When asked about researching the role, Miss Breslin told reporters that she spoke to her grandmother who lived through the depression. “She told me about people losing their jobs and homes. She even wore the same kind of rollers skates that were in the movie.”
“It was really sad,” observed eleven-year-old Madison Davenport, who plays Kit’s best friend Ruthie, of her research into the Great Depression, “to think that people had to leave their houses and get rid of everything they owned. ”
The film does justice to the time period and there is no glossing over or dumbing down of the tragedy and hardship endured by people in 1934. Bread lines, hobos, homeless friends and foreclosure signs are all part of the story. For all that, though, this is a movie filled with hope and joy. It is about family and friends and compassion and trust.

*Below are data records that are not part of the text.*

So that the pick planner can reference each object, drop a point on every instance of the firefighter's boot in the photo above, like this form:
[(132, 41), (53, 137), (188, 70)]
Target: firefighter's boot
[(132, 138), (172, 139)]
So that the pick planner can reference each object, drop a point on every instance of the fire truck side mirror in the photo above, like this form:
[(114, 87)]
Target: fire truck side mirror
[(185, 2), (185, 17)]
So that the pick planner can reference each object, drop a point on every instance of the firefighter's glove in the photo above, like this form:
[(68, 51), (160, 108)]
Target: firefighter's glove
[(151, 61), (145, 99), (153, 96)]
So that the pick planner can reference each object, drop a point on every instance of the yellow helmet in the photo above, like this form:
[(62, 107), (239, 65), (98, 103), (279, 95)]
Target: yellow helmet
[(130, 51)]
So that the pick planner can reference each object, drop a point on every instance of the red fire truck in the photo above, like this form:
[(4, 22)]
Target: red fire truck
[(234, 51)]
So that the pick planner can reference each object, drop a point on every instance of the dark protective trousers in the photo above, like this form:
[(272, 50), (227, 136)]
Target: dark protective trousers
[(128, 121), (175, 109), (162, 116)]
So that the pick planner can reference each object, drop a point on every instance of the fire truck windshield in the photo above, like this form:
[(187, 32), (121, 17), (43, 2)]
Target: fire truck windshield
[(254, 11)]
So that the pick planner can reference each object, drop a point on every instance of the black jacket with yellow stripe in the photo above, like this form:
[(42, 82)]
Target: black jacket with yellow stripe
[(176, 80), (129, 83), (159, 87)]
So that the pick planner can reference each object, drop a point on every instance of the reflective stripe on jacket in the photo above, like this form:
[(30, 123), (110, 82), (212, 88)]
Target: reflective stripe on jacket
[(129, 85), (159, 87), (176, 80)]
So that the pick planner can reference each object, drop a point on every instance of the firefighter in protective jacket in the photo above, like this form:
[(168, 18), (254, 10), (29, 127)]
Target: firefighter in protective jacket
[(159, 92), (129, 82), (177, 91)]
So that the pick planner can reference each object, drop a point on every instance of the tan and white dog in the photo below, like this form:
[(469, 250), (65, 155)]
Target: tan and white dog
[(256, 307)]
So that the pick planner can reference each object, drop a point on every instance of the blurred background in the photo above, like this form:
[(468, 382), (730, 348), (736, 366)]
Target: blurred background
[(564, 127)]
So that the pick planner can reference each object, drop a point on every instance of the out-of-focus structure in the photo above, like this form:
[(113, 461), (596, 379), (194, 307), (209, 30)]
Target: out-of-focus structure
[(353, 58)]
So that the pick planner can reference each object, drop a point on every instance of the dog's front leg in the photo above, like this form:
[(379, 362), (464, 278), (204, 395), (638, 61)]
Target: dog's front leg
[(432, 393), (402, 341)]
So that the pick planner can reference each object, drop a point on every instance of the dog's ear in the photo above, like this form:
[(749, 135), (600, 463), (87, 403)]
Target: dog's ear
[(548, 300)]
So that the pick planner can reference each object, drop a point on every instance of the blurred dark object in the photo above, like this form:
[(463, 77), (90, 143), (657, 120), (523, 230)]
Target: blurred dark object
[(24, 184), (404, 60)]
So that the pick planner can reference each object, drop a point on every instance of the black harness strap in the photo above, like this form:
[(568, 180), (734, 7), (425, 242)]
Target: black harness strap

When her nose for news compels Kit to befriend a pair of young hobos, Will (Max Thierot) and Countee (Willow Smith), willing to trade work for meals, she sets in motion the means to discover who has been behind the crime wave sweeping the city. When her father loses his business and must leave town to seek work elsewhere, Kit and her mother (Julia Ormond) are left on their own and Kit’s household responsibilities increase as they are reduced to taking in boarders in order to keep their home. The boarders are a diverse group, Miss Dooley the dance instructor (Jane Krakowski), Jefferson Berk the musician (Stanley Tucci), Miss Bond the ditzy librarian (Joan Cusak) and Kit’s friend Sterling (Zach Mills) and his mother (Glenne Headly). The cast had great chemistry and each member brought something special to the project.
Taking your family to see this film will spark some conversation with your children, as it did with mine, about the importance of family over things. In the present economy, you can hardly fail to make comparisons and Kit’s mother’s adage of “Use it up, wear it out; make do or do without.” is one that can be taken to heart as easily in 2008 as in 1936.
Kit Kittredge, An American Girl is a family film that is actually worth the price of the ticket. These days that’s saying something.